There's a new craze going on. If you've read around lately, you might have noticed that chat bots are all the rage. They are going to replace contact center agents. They are the new mobile app. Every business must have a chat bot.
I have to say, I can't understand this blind rush towards bots.
Bots of today are broken. They are like toddlers in a world of grownups -- they do funny things and are just more entertaining and cute than useful and efficient. To get a glimpse of what I mean, just watch this obvious prank someone decided to pull over Amazon Echo and Google Home:
Everyone and his dog is running to implement chat bots that solve our financial problems, book us vacations, go to court for us to dispute parking tickets, or purchase pizzas with our preferred toppings. But can we slow down a bit and see what is even available to us at this point in time?
We need four ingredients to build a useful chat bot:
1. Top-notch speech-to-text engine
2. Natural language parsing and understanding
3. Ability to understand the concept of context
4. Flexibility to learn automatically
Each one of these ingredients require hard-core analytics and artificial intelligence (AI) capabilities. And we're only scratching the surface of what this really entails.
Why do I know we're not ready for chat bots? By that video up there. The one where the Amazon and Google virtual assistants are each locked in an endless loop answering the same stupid calendar question and, by that, invoking the other to do the same. They lack the intelligence to break the loop and move on.
And yes. We can be sure that Google will fix this behavior in the next week or month, but that's going to be just another if/then/else thing in the code. This nice prank shows exactly what's missing in bots, that being real intelligence... the depth to understand meaning.

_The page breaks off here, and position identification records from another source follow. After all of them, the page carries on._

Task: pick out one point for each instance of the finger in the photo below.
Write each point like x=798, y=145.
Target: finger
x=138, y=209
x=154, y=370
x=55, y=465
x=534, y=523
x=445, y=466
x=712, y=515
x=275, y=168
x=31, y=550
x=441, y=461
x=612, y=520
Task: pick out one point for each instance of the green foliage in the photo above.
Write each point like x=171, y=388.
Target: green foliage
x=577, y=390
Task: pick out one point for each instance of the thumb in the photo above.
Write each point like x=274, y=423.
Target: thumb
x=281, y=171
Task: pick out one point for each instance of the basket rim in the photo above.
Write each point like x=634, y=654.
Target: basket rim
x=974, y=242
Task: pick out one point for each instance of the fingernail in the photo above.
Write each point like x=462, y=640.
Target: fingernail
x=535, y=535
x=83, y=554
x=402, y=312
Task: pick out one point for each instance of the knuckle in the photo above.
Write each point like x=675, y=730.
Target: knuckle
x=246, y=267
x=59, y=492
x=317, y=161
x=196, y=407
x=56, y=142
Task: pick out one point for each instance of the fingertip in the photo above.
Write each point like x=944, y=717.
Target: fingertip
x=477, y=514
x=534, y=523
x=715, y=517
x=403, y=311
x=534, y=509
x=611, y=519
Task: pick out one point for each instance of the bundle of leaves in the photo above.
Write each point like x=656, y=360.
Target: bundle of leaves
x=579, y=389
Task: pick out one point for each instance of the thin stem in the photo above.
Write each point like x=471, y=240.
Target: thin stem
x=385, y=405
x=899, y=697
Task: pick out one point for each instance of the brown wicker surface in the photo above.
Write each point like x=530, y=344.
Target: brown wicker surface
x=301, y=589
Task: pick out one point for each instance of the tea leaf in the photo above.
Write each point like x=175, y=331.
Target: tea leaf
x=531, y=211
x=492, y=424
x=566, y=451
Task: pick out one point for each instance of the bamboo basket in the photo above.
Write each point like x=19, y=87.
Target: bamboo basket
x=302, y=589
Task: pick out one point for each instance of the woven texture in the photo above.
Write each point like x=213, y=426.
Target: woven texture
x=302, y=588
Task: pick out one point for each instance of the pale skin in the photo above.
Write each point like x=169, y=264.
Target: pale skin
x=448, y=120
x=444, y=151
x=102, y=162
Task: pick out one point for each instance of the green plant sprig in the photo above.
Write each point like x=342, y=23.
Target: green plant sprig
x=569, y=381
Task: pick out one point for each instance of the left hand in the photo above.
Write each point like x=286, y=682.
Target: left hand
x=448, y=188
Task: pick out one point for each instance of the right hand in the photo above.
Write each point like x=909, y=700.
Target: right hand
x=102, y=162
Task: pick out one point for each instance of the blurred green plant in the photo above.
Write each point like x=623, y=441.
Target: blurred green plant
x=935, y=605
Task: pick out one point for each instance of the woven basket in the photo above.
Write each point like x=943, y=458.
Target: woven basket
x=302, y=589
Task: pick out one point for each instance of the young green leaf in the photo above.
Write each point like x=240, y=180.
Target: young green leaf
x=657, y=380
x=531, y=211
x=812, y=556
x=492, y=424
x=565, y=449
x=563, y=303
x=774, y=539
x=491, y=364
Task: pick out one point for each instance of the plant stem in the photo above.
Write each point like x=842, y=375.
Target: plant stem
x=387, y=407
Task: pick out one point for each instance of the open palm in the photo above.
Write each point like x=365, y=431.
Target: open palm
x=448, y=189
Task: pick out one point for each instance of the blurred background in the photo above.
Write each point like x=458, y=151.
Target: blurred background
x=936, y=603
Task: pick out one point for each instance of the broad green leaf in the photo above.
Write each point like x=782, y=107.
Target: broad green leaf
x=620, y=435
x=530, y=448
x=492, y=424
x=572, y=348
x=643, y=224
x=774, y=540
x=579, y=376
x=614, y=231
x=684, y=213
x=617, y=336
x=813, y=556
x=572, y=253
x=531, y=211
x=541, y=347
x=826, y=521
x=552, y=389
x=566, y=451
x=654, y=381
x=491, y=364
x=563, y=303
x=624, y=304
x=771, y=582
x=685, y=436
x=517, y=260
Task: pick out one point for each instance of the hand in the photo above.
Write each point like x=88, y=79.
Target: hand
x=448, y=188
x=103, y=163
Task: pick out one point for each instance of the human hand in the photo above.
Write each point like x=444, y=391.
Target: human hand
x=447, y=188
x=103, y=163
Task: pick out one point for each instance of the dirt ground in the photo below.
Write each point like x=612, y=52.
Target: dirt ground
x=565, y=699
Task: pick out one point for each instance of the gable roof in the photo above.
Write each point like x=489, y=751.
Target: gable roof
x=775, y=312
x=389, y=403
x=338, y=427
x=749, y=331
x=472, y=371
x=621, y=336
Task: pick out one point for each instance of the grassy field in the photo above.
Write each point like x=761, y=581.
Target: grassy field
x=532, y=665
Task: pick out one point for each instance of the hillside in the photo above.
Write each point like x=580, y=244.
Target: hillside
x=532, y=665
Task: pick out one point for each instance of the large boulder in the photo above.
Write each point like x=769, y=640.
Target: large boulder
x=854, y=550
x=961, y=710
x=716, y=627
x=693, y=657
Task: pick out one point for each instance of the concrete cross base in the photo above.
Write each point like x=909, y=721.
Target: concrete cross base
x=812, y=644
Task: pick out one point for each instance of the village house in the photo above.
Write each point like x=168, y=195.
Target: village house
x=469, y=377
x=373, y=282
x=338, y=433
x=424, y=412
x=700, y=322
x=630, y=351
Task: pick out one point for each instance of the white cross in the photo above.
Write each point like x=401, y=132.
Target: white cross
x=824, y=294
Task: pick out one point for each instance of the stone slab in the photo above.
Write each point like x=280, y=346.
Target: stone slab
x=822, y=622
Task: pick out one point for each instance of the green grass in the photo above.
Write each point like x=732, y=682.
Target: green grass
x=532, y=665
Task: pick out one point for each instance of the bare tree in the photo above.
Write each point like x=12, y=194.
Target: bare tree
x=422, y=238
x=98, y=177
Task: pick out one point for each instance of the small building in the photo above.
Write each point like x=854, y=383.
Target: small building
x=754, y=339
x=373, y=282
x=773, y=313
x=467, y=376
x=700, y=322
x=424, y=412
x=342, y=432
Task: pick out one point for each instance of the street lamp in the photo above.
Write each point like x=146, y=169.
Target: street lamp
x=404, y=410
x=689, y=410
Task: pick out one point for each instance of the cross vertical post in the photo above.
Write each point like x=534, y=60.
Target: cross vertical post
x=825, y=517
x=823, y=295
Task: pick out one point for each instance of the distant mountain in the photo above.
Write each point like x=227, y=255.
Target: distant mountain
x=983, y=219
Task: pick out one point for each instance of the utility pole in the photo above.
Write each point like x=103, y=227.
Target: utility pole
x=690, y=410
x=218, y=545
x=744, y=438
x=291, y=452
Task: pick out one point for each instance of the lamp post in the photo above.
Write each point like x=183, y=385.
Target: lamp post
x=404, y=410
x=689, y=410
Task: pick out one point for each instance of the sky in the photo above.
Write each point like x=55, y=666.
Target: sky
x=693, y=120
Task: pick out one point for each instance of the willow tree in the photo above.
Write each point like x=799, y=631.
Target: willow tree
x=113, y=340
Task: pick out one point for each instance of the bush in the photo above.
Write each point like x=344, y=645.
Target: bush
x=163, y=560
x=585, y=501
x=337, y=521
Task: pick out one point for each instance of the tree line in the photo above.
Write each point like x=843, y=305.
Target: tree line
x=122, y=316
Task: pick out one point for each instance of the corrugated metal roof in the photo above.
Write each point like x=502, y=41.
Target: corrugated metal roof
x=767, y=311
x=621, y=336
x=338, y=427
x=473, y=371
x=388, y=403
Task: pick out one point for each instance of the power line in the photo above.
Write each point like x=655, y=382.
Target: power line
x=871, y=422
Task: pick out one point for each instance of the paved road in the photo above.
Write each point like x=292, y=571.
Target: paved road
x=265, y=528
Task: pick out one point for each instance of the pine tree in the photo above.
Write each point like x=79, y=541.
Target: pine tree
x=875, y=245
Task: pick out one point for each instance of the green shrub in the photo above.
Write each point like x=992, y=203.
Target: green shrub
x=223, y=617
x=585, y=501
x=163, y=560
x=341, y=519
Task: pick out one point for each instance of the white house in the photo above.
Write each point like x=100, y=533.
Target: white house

Chat bots can be great for menial tasks -- automating stuff that you can write down in a script with little to no deviation. But they're still not there once things begin to go off-script or become too general in nature.
Can you fill in that gap? Google is ahead of the pack when it comes to AI, but Google Now, Allo, and Google Home still have their own issues with understanding and context.
Despite the big shift towards AI and chat bots in the market today, I feel we're still in the early phases of the R part of R&D and nowhere near something we can call a product.
Who should be doing chat bots then?
But that whole story of chat bots replacing apps? I don't buy that. Not in the short or midterm.